We already check that our input is syntactically valid:
Lines 81 to 93 in 71520a9
...but per #92, the problem is actually libcst
failing to parse valid code; we can and should check for that and give a more specific error message in such cases.
(I've also occasionally thought about adding minimization, via e.g. https://pypi.org/project/pysource-minimize/ or at worst https://github.com/Zac-HD/mwe)
If so something is going wrong with this check, because here's another example I ran into:
from collections import defaultdict
VALUES = defaultdict(
int, (i, i) for i in range(10)
)
This isn't valid Python:
File "/Users/drmaciver/scratch/shedbug.py", line 4
int, (i, i) for i in range(10)
^^^^^^^^^^^^^^^^^^^^^^^^^
SyntaxError: Generator expression must be parenthesized
But the following is the error I get when I call shed --refactor
on it:
Internal error formatting 'shedbug.py': ParserSyntaxError: Syntax Error @ 3:1.

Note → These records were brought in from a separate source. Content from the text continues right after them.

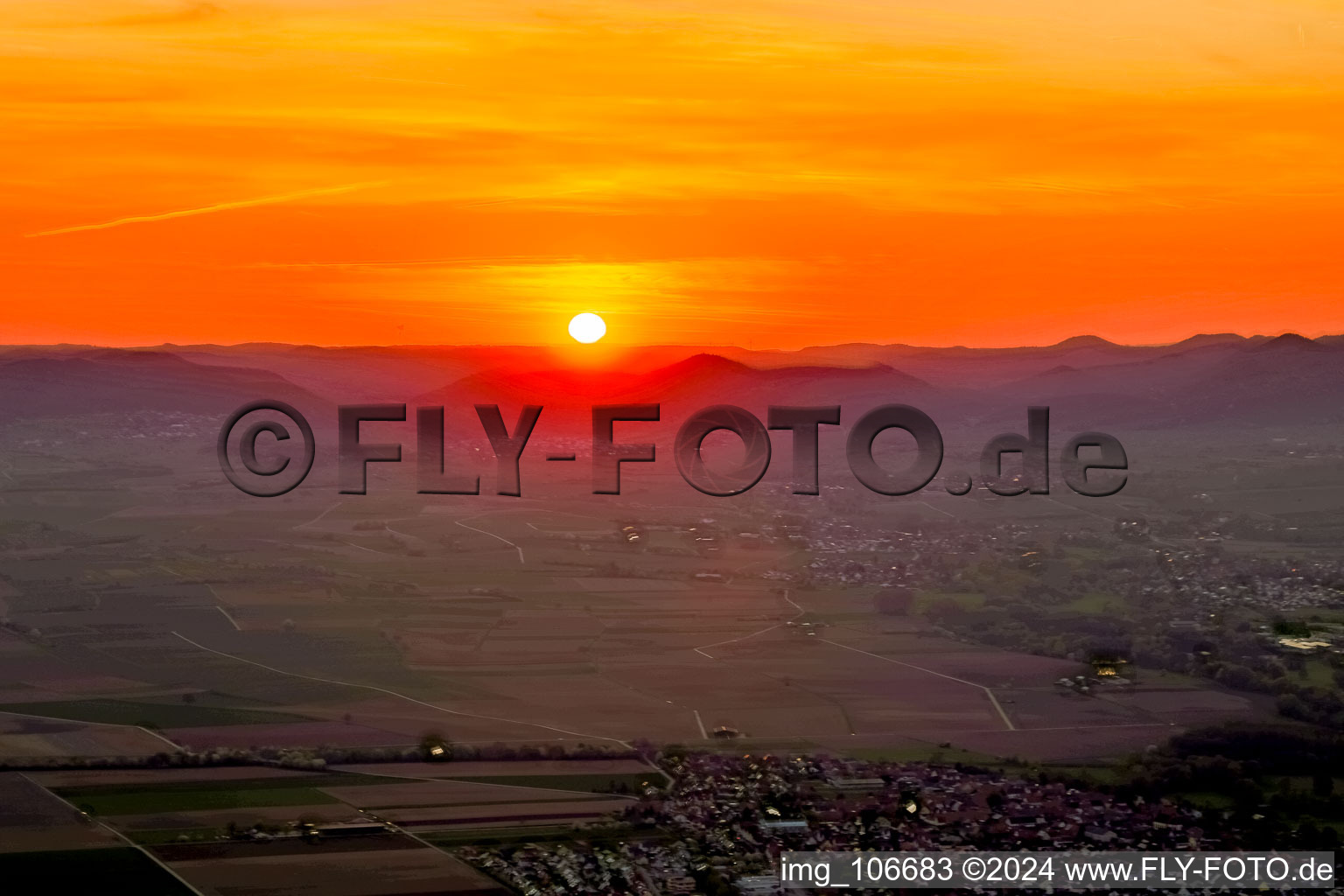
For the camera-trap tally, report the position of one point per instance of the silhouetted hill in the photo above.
(122, 381)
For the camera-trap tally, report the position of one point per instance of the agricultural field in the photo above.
(188, 821)
(518, 622)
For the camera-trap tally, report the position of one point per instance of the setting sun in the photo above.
(588, 326)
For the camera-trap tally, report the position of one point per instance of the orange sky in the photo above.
(760, 172)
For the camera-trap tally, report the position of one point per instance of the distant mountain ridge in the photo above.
(1213, 378)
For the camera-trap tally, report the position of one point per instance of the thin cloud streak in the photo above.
(207, 210)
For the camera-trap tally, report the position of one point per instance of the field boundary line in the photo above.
(777, 625)
(105, 724)
(596, 795)
(118, 836)
(401, 696)
(990, 693)
(500, 537)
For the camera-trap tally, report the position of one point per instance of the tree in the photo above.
(894, 602)
(436, 747)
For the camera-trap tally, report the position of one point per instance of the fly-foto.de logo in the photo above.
(1090, 464)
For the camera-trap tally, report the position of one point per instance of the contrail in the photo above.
(206, 210)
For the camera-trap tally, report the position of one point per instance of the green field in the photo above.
(152, 715)
(144, 801)
(108, 872)
(1096, 604)
(596, 783)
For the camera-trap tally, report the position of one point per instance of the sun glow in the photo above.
(588, 326)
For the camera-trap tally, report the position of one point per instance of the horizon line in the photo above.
(1082, 338)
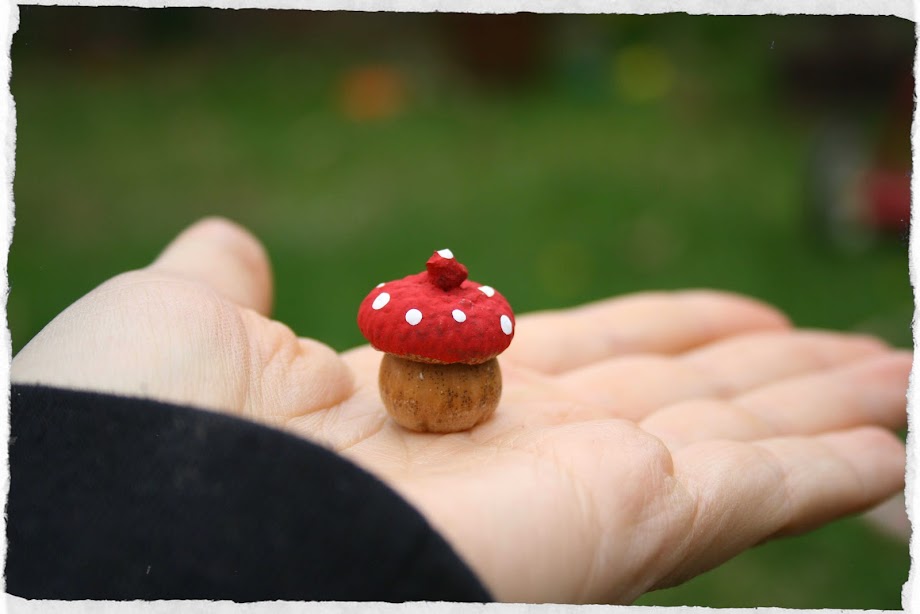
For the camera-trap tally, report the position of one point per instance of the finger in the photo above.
(634, 386)
(292, 376)
(867, 392)
(747, 493)
(660, 323)
(224, 256)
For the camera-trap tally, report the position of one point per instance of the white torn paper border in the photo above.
(8, 24)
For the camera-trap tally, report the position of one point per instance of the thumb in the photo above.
(224, 256)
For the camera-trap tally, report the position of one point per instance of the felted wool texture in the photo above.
(437, 316)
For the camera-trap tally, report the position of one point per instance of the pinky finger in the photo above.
(747, 493)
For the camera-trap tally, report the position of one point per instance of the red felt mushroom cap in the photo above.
(437, 315)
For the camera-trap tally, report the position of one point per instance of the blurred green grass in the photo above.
(557, 193)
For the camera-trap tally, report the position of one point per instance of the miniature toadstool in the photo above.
(441, 334)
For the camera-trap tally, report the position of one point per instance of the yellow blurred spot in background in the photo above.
(643, 73)
(372, 92)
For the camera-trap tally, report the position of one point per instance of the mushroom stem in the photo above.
(439, 398)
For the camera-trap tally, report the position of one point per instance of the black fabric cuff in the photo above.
(123, 498)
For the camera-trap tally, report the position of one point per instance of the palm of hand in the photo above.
(639, 441)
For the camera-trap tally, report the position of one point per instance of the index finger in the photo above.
(647, 323)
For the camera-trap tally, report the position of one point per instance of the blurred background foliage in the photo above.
(563, 158)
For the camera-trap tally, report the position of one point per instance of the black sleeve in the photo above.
(116, 498)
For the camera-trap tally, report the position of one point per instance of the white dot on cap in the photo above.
(382, 299)
(413, 316)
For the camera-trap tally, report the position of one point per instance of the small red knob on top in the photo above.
(444, 271)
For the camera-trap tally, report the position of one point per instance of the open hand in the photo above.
(639, 441)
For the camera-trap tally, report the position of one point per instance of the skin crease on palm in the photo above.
(640, 440)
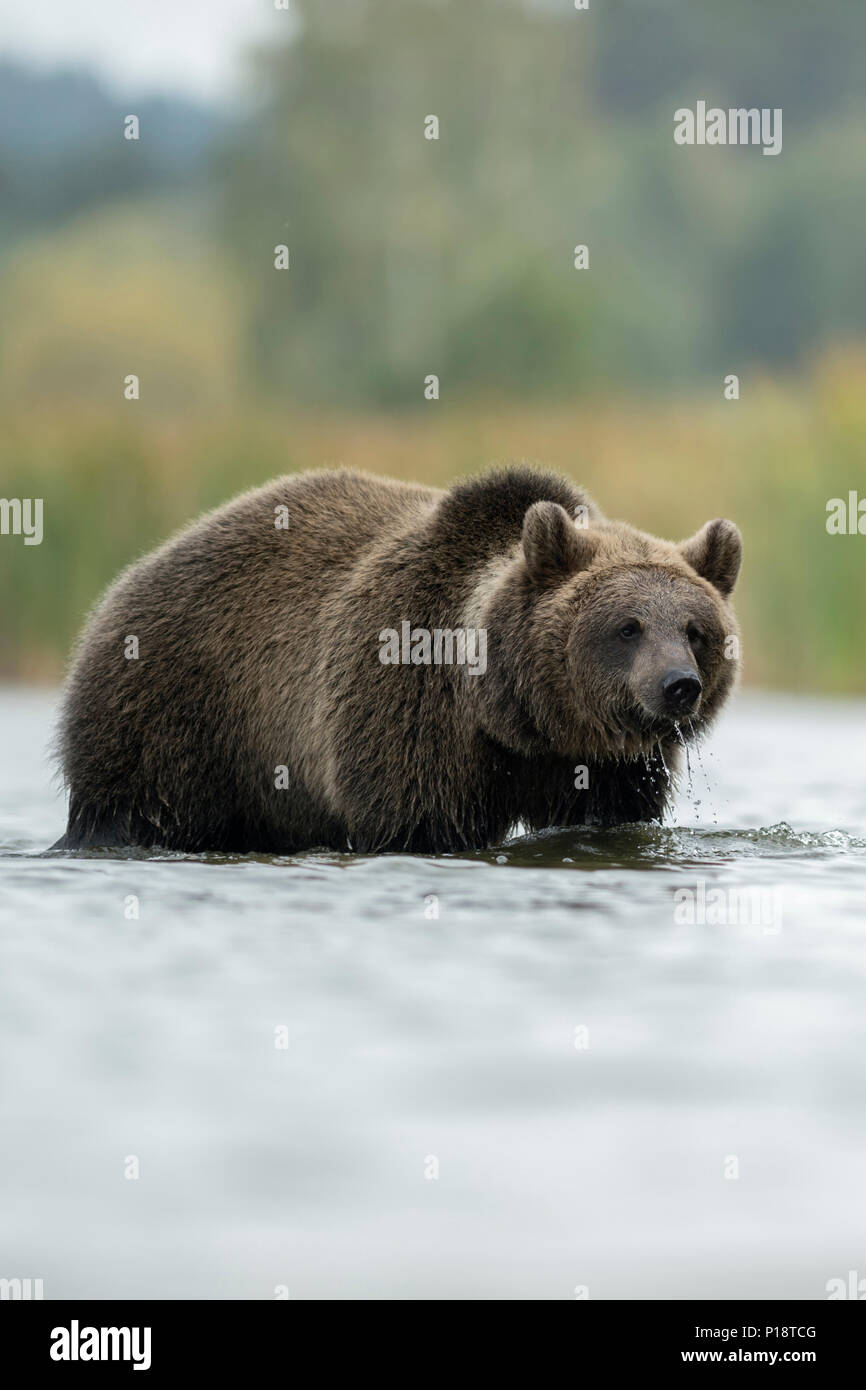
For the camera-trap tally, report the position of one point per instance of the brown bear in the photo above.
(350, 662)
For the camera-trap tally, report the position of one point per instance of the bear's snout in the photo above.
(681, 691)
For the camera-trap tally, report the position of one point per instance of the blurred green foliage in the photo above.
(452, 256)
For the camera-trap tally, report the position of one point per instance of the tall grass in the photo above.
(114, 484)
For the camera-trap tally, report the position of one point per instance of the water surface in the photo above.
(634, 1058)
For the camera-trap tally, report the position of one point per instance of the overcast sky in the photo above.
(185, 46)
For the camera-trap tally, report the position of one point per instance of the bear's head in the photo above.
(606, 642)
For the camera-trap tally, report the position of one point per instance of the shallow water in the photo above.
(620, 1094)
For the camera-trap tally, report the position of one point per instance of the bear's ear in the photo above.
(715, 553)
(553, 546)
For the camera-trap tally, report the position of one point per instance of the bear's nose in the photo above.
(680, 691)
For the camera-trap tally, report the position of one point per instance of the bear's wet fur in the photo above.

parser error: error at 3:37: expected one of !=, %, &, (, *, **, +, ,, -, ., /, //, <, <<, <=, ==, >, >=, >>, @, [, ^, and, if, in, is, not, or, |
VALUES = defaultdict(int, (i, i) for i in range(10))
^
Please report this to https://github.com/Zac-HD/shed/issues
Right, I did a bit of investigation. The problem scenario is when we have input code which satisfies the following criteria:
- It is not syntactically correct Python
- lib2to3 happily parses it
- So does libcst with its default parser (actually I'm not sure this one matters! But it is happening, and was misleading me about the underlying problem)
- libcst with the native parser correctly rejects it.
The reason why this is firing with shed --refactor
turns out to have nothing to do with any changes shed is making to the code, but is because when running codemods shed forces the use of the native parser: https://github.com/Zac-HD/shed/blob/master/src/shed/_codemods.py#L62
So all that happens is that the code gets to the point of trying to parse the code with libcst's native parser, correctly gets a syntax error, and reports a confusing error message.